NORACL effectively creates capacity for new tasks, mitigating plasticity loss.
Abstract
In a continual learning setting, we require a model to be plastic enough to learn a new task and stable enough to not disturb previously learned capabilities. We argue that this dilemma has an architectural root. A finite network has limited representational and plastic resources, yet the required capacity depends on properties of the future task stream that are unknown: how many tasks will be encountered, and how much they overlap in feature space.

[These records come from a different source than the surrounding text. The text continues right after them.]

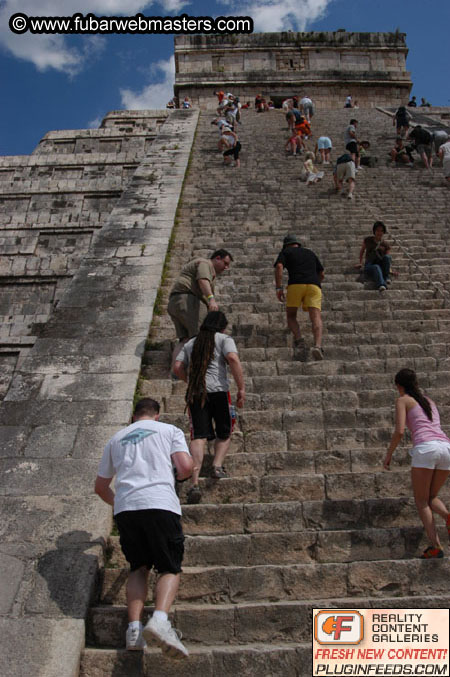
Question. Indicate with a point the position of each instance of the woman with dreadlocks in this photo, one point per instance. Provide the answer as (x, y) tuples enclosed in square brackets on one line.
[(202, 363), (430, 455)]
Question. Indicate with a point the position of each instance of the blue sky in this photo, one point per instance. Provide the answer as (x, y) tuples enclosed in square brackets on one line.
[(70, 82)]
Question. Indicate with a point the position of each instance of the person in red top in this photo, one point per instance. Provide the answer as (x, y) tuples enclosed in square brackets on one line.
[(430, 455)]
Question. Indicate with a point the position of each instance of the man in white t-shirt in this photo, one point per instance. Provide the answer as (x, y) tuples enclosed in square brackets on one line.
[(308, 107), (147, 512)]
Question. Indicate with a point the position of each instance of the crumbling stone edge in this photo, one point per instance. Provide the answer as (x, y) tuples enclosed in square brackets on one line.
[(72, 391)]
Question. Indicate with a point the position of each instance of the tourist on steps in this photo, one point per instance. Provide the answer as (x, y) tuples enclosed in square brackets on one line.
[(305, 276), (344, 170), (231, 146), (351, 143), (377, 264), (401, 119), (147, 513), (444, 154), (192, 295), (430, 454), (324, 146), (313, 175), (202, 363)]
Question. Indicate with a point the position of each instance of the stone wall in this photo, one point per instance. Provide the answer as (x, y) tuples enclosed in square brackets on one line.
[(75, 386), (326, 66), (51, 205)]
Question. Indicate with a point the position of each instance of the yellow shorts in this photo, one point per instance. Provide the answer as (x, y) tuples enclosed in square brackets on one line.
[(305, 295)]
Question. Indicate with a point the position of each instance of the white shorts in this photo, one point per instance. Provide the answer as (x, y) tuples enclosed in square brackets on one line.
[(434, 455)]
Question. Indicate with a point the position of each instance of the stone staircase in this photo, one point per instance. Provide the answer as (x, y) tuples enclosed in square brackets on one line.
[(308, 518), (52, 203)]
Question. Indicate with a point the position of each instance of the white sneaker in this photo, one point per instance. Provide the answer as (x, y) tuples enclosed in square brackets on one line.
[(135, 640), (166, 637)]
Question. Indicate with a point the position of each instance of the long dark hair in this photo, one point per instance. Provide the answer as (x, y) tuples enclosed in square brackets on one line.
[(408, 380), (202, 354)]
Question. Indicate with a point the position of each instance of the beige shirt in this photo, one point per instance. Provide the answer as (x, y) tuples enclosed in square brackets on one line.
[(187, 281)]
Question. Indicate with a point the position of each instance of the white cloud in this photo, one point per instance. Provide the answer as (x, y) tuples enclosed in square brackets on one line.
[(95, 123), (282, 15), (156, 94), (52, 51)]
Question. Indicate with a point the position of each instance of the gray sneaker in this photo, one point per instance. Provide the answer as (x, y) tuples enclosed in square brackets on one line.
[(135, 640), (166, 637), (300, 350), (218, 472), (317, 353), (194, 495)]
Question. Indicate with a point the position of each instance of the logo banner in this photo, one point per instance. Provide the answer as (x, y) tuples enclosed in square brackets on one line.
[(380, 642)]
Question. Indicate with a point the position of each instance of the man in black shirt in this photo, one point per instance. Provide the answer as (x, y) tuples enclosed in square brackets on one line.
[(305, 276), (422, 141)]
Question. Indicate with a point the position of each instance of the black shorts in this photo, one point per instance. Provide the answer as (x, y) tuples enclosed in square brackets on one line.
[(218, 409), (234, 151), (151, 538), (352, 147)]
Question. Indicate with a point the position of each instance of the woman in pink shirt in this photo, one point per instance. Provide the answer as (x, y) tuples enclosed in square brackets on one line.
[(430, 455)]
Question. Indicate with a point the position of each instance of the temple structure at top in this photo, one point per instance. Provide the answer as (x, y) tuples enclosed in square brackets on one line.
[(327, 66)]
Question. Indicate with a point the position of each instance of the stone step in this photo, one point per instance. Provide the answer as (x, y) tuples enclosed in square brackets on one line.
[(239, 518), (291, 659), (311, 486), (276, 582), (175, 404), (311, 546), (234, 625)]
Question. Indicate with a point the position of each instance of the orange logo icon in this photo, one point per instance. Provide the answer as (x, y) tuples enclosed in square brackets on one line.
[(343, 626)]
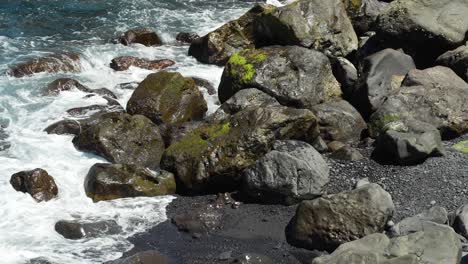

Regularization-based methods preserve past knowledge within fixed-capacity architectures and therefore implicitly rely on an oracle architecture sized for this unknown future. When tasks are only weakly related, fixed architectures progressively run out of plastic resources; when tasks are few or strongly overlapping, models are often over-provisioned. Inspired by neurogenesis in biology, we propose NORACL to address the stability-plasticity…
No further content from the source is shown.